「練習試合?」
実力テストから二週間。間もなく四月が終わろうとしているとある日の放課後に担任のみゆき先生から呼び出しを受けた優吾は開口一番放たれた一言に目を丸くした。
「ええ、形だけの顧問だけど私もみんなの為に何かしてあげたくて……勝手だけど他校との練習試合の予定を組んでみたの」
「形だけなんてとんでもない! いつも俺たちの為にスポーツドリンクを用意してくれたり、みんなほんと助かってますよ!」
部員が九人ギリギリ、マネージャーのいない日の坂野球部ではその役目を顧問であるみゆき先生と女子部員の翠と雪歩が担っているのが現状である。
「練習指示とか監督業は橘くんに任せっぱなしなんだからそれくらいはしないと……それで、どうかしら?」
「ありがとうございます。練習試合、みんなきっと喜びますよ」
「良かった。相手も今年出来たばかりの野球部らしくて、部員はみんな一年生みたいだからみんなならきっといい試合ができると思うわ」
「へぇ、どこの学校ですか?」
「ときめき青春高校ってところよ。うふふ、変わった名前よね」
「ときめき青春……」
ーーーーーー
「ってわけで、来週末ときめき青春高校との練習試合が決まった」
「試合でやんすー! 待ってましたでやんす!」
「ふっ、漸くか」
腕を組みながらクールに決める友沢の肩はプルプルと震えている。
「めちゃくちゃ嬉しそうね」
「嬉しそうだな」
そんな様子を少し離れたところから見つめる雪歩と巻風。
更にその奥では翠がみんなにとお盆に乗せて持ってきたスポーツドリンクを盛大にブチまけていた。

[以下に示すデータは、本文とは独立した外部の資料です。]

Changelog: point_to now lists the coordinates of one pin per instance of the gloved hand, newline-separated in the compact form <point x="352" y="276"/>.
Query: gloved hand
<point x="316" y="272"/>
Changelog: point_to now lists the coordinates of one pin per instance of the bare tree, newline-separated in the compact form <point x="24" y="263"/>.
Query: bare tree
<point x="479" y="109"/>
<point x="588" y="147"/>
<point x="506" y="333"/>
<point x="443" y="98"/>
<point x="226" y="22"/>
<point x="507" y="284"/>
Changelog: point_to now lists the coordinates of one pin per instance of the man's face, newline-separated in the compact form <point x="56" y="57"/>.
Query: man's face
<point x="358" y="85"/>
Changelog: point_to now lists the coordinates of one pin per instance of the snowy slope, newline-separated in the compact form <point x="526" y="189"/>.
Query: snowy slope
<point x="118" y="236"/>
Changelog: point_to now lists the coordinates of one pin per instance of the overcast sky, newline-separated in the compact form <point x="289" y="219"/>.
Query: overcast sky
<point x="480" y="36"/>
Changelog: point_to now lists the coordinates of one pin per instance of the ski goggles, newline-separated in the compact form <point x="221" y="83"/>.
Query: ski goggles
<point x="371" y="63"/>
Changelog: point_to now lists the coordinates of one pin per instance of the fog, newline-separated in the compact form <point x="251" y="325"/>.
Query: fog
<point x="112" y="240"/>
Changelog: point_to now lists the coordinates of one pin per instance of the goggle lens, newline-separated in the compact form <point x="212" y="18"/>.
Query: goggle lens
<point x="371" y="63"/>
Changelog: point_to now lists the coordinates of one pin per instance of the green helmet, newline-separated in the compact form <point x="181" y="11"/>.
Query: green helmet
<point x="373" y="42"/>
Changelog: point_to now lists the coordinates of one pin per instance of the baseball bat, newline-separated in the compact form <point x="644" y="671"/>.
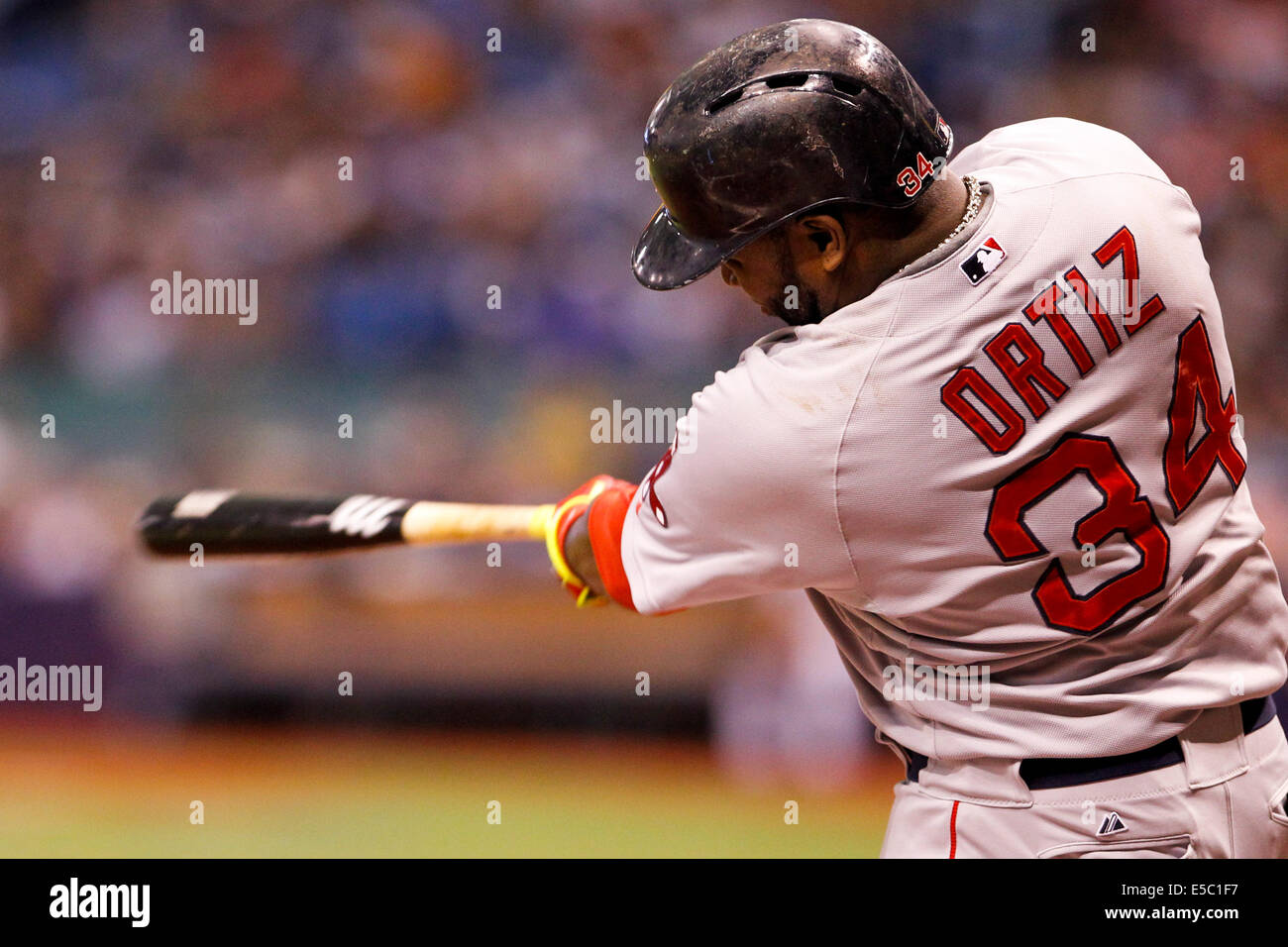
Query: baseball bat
<point x="228" y="522"/>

「し、しししし試合!? わわっ飲み物が溢れちゃっーーきゃうんっ!」
盛大に転んで尻餅をつく翠。
優吾はそんな翠に駆け寄ると右手をそっと差し伸べた。
「おいおい大丈夫か?」
「は、はい。すみませんちょっとビックリしちゃって……飲み物すぐに入れ直してきますね」
「あーそんなのあたしがやるから、翠はそれ、着替えてきた方がいいんじゃない?」
「……ふぇ?」
雪歩に指を指されるがままに視線を下に向ける翠。
翠が着用している練習用の真っ白なアンダーシャツは溢れたスポーツドリンクがかかってうっすらと透けてしまっていた。
「きゃあぁぁぁぁっ!」
「おおー! 眼福でやんすぶげらっ!!」
「見てんじゃないよこのエロメガネ!」
食い入る様に見つめていた矢部に雪歩が鉄拳制裁。
翠は両手で胸元を隠しながら部室に向かって物凄い勢いで駆けて行った。
「おおー速いな川奈のやつ、タイム計ったら自己ベスト出るんじゃないか?」
「そういうこと、本人の前では言うなよ」
「わかってるよ。俺にだってデリカシーの一つや二つあるんだぜ」
「デリカシーは数えるものではないだろう」
やれやれといった様子の友沢。
「それより橘、わかっているとは思うが練習試合とはいえ川奈にとってはこのチームで初めての登板になる。女房役としてメンタルケアはきちんとしてやることだ」
「おう、友沢が他人のことそこまで心配するのも珍しいな。……はっ、もしかして川奈のこと好きなのか!?」
「……はぁ、そうだな。同情はしている」
ため息を一つ吐いてその場を離れる友沢。
そんな友沢の反応を見て優吾はわけがわからないといった様子で首を傾げた。
来週末、日の坂高校野球部が出来てから初めての実戦。
対戦相手はときめき青春高校。
(まさか、こんなに早くあいつと戦えるなんてな……)
今は甲子園を目指すライバルとなったかつてのチームメイトの姿を思い浮かべながら、優吾は期待に胸を震わせるのだった。